Des promesses internationales qui s’essoufflent dans la mise en œuvre
Depuis l’Accord de Paris en 2015, l’égalité de genre est inscrite dans les textes. Le Programme d’action de Lima et le Gender Action Plan renforcé à Madrid en 2019 ont posé des bases solides. La COP30 de Belém en 2025 a réaffirmé que l’inclusion des femmes est une condition de l’efficacité climatique. Pourtant, la traduction concrète reste faible. Les financements annoncés ne sont pas fléchés vers les organisations féminines locales. Les rapports du GIEC documentent davantage les réalités de l’Afrique de l’Est ou australe, laissant l’Afrique centrale et de l’Ouest dans l’ombre.

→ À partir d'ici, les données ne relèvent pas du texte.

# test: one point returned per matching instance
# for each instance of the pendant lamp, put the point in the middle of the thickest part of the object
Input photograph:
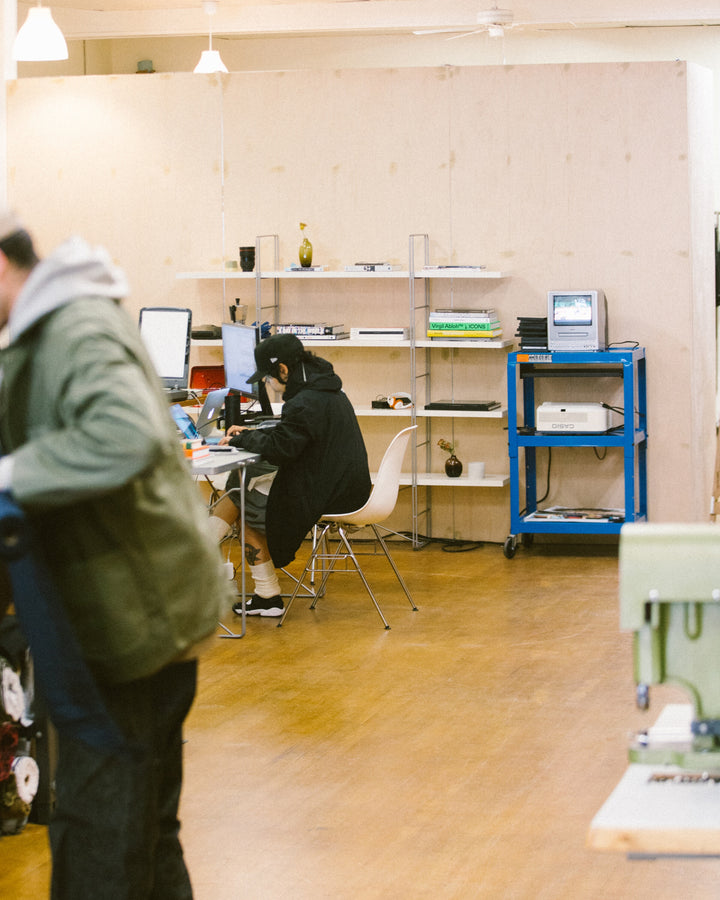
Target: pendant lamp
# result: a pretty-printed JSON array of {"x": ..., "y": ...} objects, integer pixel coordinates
[
  {"x": 210, "y": 59},
  {"x": 39, "y": 39}
]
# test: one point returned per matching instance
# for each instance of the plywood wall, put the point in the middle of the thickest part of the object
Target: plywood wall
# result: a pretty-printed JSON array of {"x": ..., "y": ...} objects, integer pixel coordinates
[{"x": 563, "y": 176}]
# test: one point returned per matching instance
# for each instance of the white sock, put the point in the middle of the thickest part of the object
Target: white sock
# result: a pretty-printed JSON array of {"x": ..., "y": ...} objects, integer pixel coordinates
[
  {"x": 265, "y": 578},
  {"x": 218, "y": 528}
]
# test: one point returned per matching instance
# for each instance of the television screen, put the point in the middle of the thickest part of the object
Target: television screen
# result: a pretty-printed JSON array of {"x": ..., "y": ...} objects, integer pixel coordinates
[
  {"x": 166, "y": 334},
  {"x": 572, "y": 309}
]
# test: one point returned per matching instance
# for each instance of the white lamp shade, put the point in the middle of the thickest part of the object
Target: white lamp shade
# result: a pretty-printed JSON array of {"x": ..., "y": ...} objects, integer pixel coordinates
[
  {"x": 210, "y": 62},
  {"x": 39, "y": 39}
]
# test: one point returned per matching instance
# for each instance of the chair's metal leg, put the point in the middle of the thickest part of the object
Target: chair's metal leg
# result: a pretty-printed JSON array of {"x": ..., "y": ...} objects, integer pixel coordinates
[
  {"x": 323, "y": 553},
  {"x": 351, "y": 554},
  {"x": 299, "y": 581},
  {"x": 394, "y": 567}
]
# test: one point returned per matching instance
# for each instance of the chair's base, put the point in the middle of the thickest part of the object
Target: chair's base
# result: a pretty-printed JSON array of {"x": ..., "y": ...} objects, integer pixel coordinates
[{"x": 328, "y": 560}]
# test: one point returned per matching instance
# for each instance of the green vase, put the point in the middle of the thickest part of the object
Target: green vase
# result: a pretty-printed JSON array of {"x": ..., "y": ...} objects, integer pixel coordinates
[{"x": 305, "y": 253}]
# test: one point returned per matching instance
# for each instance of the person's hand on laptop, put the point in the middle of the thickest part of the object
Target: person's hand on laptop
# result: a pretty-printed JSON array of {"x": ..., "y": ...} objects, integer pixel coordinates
[{"x": 231, "y": 432}]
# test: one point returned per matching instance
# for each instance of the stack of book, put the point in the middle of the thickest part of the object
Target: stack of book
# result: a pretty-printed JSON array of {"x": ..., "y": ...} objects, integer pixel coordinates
[
  {"x": 532, "y": 332},
  {"x": 461, "y": 324},
  {"x": 372, "y": 267},
  {"x": 194, "y": 448},
  {"x": 319, "y": 331}
]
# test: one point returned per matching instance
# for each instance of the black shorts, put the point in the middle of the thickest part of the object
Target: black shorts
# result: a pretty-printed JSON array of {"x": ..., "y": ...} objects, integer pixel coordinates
[{"x": 255, "y": 501}]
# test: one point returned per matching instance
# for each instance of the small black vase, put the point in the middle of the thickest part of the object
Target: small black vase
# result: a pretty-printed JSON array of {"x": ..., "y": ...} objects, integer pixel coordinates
[{"x": 453, "y": 467}]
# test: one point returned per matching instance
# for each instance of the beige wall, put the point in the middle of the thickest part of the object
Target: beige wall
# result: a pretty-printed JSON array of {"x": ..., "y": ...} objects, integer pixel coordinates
[
  {"x": 698, "y": 44},
  {"x": 591, "y": 175}
]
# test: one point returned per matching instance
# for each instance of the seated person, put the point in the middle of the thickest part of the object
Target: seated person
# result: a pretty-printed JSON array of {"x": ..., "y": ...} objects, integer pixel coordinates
[{"x": 314, "y": 463}]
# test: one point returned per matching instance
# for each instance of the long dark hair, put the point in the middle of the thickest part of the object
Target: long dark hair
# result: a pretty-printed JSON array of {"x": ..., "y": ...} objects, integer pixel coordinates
[{"x": 19, "y": 249}]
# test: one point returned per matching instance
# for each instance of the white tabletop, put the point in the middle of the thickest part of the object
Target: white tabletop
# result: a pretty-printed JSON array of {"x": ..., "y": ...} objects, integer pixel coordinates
[{"x": 224, "y": 461}]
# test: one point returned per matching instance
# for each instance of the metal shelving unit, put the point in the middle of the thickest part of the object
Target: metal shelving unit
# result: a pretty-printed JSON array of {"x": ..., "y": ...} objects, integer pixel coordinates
[
  {"x": 631, "y": 438},
  {"x": 419, "y": 348}
]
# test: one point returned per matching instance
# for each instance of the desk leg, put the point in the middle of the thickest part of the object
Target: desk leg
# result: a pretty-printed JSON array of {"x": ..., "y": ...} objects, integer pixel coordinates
[{"x": 243, "y": 595}]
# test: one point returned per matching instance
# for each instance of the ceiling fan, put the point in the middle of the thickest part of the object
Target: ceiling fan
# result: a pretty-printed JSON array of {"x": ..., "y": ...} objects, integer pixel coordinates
[{"x": 493, "y": 21}]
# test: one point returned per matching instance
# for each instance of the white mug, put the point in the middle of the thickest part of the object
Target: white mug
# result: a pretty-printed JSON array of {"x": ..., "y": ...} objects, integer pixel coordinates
[{"x": 476, "y": 470}]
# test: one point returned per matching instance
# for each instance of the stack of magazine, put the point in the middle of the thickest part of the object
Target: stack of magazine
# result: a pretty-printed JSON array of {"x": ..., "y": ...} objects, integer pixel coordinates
[
  {"x": 532, "y": 332},
  {"x": 319, "y": 331},
  {"x": 478, "y": 324}
]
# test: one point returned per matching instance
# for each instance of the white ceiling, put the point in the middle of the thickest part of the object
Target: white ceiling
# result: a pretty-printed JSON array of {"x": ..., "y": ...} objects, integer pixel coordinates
[{"x": 94, "y": 19}]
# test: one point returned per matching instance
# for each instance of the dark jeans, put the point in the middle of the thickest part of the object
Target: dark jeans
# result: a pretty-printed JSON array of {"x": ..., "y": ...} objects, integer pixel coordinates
[{"x": 114, "y": 834}]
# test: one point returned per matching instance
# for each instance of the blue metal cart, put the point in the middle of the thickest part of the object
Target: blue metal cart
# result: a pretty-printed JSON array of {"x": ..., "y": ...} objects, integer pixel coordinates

Les exemples nationaux illustrent cette fracture. Au Mali, l’absence de financements adaptés menace directement les communautés rurales (Banque Mondiale, 2024). Au Niger et au Burkina Faso, les projets financés par le Fonds vert pour le climat restent concentrés sur des programmes étatiques, avec peu de retombées directes pour les associations féminines. En Côte d’Ivoire, les coopératives de femmes engagées dans l’agroforesterie peinent à accéder aux guichets internationaux, faute de capacités institutionnelles et de procédures simplifiées. Au Cameroun, les réseaux féminins actifs dans la gestion des forêts communautaires dénoncent la complexité des mécanismes financiers, qui favorisent les grandes ONG internationales au détriment des acteurs locaux.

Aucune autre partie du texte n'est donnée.